A ocorrência e intensidade das doenças, assim como o uso de transgênicos, são algumas das diferenças observadas entre os sistemas de produção de milho no Brasil e na Alemanha.

A produção e o consumo de milho no Brasil e na Alemanha

Nos últimos anos a produção de milho na Europa e na América do Sul tem sido semelhante. Em 2018, a Europa produziu 110 milhões de toneladas, enquanto na América do Sul a produção foi de 130 milhões de toneladas. O Brasil é o terceiro maior produtor mundial com 71 milhões de toneladas (FAO, 2020).

A área plantada com milho representa 18,5 milhões de hectares (CONAB, 2020), sendo aproximadamente 6,7 vezes maior que a área de cultivo na Alemanha com 2,75 milhões de hectares (DMK, 2020) de área cultivada com milho (Figura 2). No ano de 2019, a produtividade média brasileira de milho grão foi de 5533 kg ha-1 (CONAB, 2020), enquanto a produtividade média alemã de milho-grão foi de 8810 kg ha-1(DMK, 2020).

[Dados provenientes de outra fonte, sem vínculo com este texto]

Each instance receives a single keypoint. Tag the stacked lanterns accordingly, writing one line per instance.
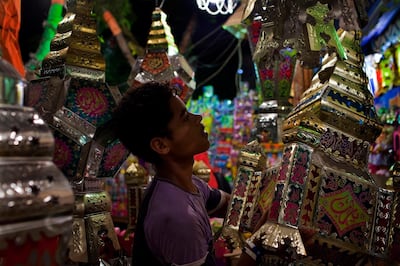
(76, 102)
(36, 200)
(324, 208)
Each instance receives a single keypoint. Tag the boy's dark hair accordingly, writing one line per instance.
(142, 114)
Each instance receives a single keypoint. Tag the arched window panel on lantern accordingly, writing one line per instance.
(215, 7)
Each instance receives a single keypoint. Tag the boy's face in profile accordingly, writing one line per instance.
(187, 134)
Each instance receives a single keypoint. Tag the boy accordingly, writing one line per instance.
(173, 225)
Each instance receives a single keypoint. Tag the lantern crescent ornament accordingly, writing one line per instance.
(215, 7)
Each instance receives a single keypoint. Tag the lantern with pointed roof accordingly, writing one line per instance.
(74, 99)
(162, 61)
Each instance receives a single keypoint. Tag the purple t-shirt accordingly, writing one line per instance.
(177, 226)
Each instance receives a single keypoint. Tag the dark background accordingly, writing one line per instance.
(199, 36)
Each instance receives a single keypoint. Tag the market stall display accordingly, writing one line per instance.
(36, 200)
(73, 98)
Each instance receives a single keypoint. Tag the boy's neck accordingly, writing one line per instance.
(178, 174)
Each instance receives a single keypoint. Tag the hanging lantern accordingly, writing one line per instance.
(215, 7)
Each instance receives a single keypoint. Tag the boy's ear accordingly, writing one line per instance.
(159, 145)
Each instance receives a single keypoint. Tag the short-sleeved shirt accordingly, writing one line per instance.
(176, 226)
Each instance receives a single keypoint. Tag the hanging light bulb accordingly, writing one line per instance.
(215, 7)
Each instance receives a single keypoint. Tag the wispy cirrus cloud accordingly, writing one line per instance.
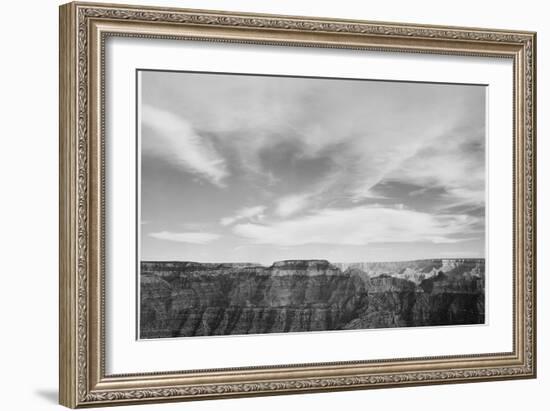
(252, 213)
(176, 139)
(186, 237)
(292, 204)
(360, 226)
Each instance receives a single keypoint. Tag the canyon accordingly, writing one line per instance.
(185, 299)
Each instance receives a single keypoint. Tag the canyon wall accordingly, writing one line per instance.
(183, 299)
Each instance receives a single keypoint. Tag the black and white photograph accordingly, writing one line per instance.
(281, 204)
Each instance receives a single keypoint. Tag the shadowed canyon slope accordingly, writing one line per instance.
(183, 299)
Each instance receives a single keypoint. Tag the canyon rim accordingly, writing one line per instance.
(186, 299)
(265, 202)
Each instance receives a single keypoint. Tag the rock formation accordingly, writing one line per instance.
(183, 299)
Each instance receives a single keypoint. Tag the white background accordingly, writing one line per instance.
(28, 225)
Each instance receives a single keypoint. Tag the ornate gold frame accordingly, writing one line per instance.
(83, 30)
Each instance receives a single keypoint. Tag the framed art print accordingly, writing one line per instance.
(259, 204)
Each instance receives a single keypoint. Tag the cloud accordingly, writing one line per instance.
(360, 226)
(292, 204)
(244, 213)
(189, 237)
(178, 141)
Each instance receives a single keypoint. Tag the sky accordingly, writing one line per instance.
(247, 168)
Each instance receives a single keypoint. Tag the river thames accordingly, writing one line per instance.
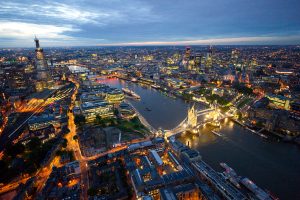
(272, 165)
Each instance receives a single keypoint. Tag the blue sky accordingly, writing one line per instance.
(149, 22)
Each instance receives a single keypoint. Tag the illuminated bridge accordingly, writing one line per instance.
(213, 116)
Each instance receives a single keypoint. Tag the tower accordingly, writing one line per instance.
(192, 117)
(43, 78)
(198, 62)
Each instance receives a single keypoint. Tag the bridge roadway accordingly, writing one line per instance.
(183, 125)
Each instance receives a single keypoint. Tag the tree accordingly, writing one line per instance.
(34, 143)
(92, 192)
(65, 143)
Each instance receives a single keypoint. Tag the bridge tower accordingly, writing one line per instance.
(192, 117)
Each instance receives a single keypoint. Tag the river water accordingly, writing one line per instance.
(272, 165)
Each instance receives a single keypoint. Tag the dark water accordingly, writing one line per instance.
(270, 164)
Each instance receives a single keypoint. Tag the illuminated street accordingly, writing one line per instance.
(149, 100)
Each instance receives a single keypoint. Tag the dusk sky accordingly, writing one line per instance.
(149, 22)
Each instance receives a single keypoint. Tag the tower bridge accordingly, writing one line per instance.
(191, 122)
(213, 116)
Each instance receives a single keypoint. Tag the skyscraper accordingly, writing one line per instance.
(43, 78)
(187, 53)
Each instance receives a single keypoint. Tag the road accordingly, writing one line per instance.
(10, 133)
(74, 145)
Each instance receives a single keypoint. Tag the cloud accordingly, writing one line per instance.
(217, 41)
(113, 12)
(22, 30)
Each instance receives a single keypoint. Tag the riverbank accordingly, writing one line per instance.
(269, 163)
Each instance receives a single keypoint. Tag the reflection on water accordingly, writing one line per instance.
(272, 165)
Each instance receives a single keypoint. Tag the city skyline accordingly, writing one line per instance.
(140, 23)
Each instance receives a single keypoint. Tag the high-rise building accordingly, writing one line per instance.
(198, 61)
(209, 57)
(44, 80)
(187, 53)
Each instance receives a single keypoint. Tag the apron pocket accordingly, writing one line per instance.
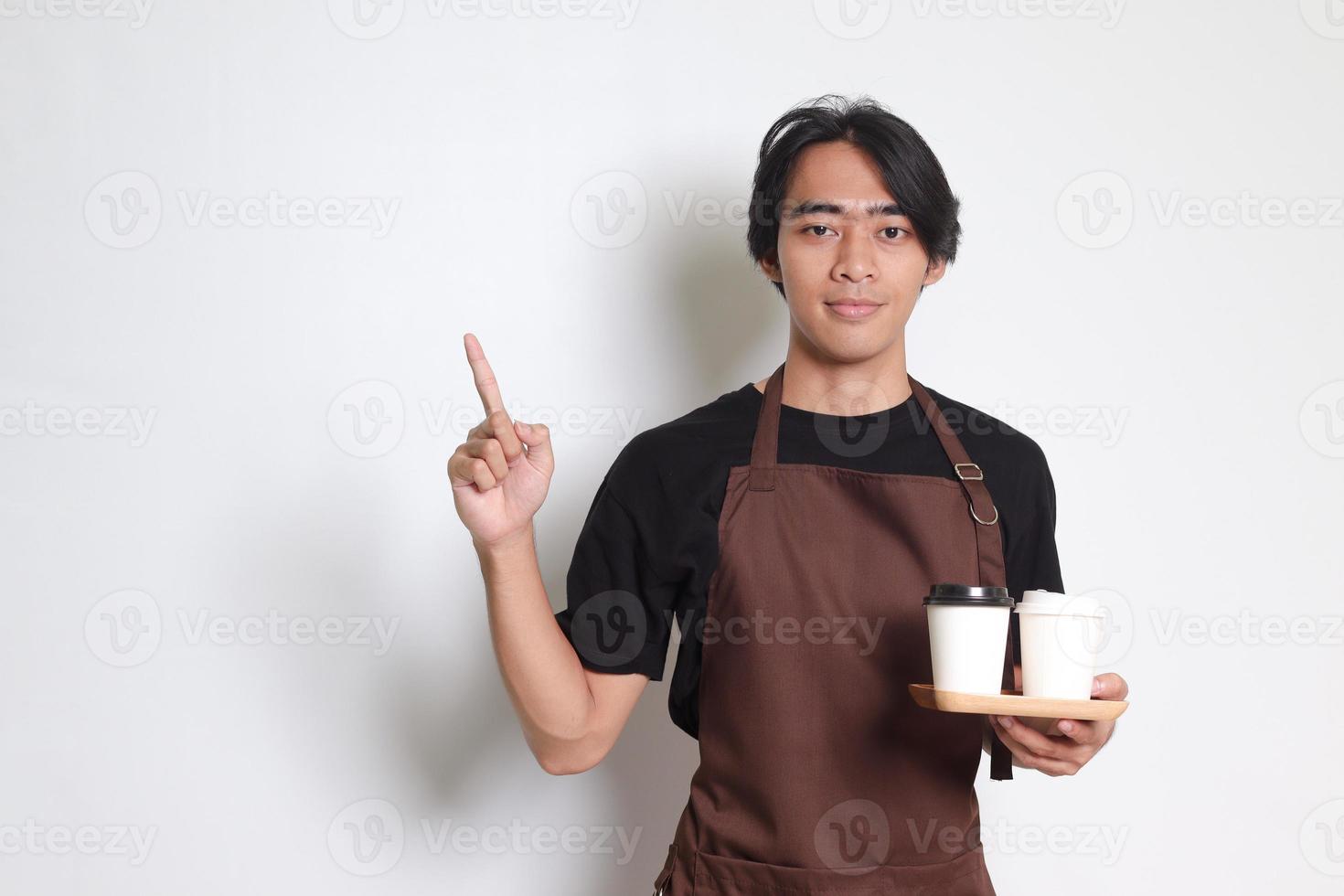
(722, 876)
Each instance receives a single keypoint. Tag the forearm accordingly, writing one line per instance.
(542, 673)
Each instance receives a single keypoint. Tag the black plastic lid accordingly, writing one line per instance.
(968, 595)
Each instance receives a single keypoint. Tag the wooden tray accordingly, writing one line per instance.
(1011, 703)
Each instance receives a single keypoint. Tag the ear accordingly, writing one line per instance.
(934, 272)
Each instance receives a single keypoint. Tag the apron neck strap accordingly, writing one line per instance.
(972, 478)
(765, 446)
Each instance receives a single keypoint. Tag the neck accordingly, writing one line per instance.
(824, 384)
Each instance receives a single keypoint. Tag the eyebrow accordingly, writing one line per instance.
(878, 208)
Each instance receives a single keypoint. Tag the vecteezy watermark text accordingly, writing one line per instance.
(131, 423)
(33, 838)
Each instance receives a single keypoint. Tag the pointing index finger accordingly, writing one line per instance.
(485, 383)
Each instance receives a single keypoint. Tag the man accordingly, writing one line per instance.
(792, 544)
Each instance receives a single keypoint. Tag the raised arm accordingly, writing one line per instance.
(500, 475)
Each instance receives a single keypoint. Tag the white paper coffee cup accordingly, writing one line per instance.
(968, 637)
(1061, 637)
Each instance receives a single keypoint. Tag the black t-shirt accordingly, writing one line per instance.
(649, 543)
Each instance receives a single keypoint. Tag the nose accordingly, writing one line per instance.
(855, 261)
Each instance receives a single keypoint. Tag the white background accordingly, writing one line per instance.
(261, 354)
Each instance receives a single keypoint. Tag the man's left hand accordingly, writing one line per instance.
(1078, 741)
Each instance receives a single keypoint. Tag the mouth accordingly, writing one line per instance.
(854, 308)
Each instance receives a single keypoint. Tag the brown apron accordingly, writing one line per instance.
(818, 774)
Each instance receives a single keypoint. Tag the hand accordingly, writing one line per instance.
(1078, 741)
(500, 475)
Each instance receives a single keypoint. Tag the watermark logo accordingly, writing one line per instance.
(852, 19)
(1324, 16)
(1321, 838)
(854, 837)
(368, 837)
(366, 19)
(1106, 12)
(33, 838)
(1104, 842)
(123, 209)
(854, 418)
(368, 420)
(134, 12)
(611, 627)
(131, 423)
(519, 838)
(1095, 209)
(1321, 420)
(609, 209)
(123, 627)
(1247, 627)
(857, 632)
(1097, 641)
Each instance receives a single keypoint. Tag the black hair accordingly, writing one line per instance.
(909, 168)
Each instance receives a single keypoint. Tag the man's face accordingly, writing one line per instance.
(843, 240)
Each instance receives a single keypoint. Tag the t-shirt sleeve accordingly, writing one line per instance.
(618, 606)
(1031, 557)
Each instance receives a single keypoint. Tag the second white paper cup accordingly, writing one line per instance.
(1061, 637)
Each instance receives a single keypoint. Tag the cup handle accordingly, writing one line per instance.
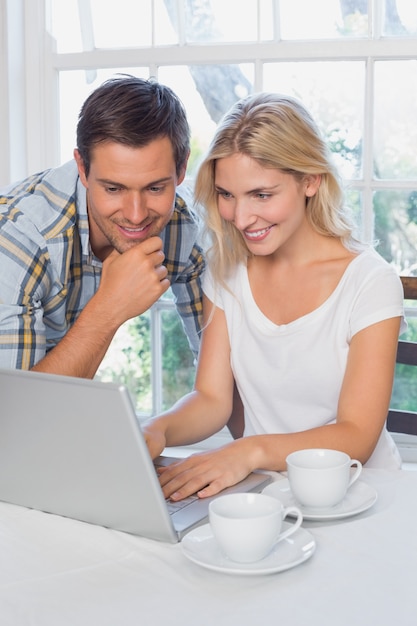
(356, 473)
(294, 511)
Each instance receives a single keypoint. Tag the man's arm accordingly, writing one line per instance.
(130, 283)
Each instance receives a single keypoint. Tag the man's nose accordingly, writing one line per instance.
(135, 208)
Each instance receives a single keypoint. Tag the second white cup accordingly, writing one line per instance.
(320, 478)
(247, 526)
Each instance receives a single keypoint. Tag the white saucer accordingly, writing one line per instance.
(359, 498)
(200, 547)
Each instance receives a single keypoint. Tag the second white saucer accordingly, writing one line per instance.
(200, 546)
(359, 498)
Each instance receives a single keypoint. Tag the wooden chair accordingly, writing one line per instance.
(400, 421)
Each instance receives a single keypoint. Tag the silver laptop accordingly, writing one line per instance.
(74, 447)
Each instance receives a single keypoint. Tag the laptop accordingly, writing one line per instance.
(74, 447)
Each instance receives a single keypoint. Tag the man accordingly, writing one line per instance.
(88, 245)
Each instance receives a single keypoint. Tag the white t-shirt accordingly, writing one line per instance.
(289, 376)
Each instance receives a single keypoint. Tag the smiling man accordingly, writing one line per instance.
(88, 245)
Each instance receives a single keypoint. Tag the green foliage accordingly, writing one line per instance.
(177, 360)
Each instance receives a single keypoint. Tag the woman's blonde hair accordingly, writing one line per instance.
(277, 132)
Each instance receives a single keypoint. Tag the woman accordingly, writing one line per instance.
(300, 314)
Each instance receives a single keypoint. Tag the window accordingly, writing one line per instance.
(353, 62)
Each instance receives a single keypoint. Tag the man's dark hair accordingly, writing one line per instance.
(134, 112)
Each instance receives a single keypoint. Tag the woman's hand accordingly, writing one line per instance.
(207, 473)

Figura 1. Produção de milho no mundo e por continente de 1961 a 2018 (Fonte: FAO, 2020).
Figura 2. Área de produção de milho no Brasil (A) de 1976 na 2021 (projeção) e na Alemanha (B) de 1960 a 2020 (Fonte: CONAB 2020; DMK, 2020).

No Brasil, é possível cultivar milho em duas épocas do ano, a primeira safra ocorre no verão e a segunda safra no inverno, também chamada de safrinha. Na Alemanha, o cultivo de milho ocorre somente no verão europeu. Nesse país o plantio tem início em meados de abril, quando a temperatura do solo é superior a 8°C. A colheita tem início no final de agosto e pode ir até meados de novembro ou dezembro, quando ocorre a primeira geada. A época de colheita depende de vários fatores, os principais são o grupo de maturação da cultivar e a finalidade do produto (milho-grão ou milho para silagem).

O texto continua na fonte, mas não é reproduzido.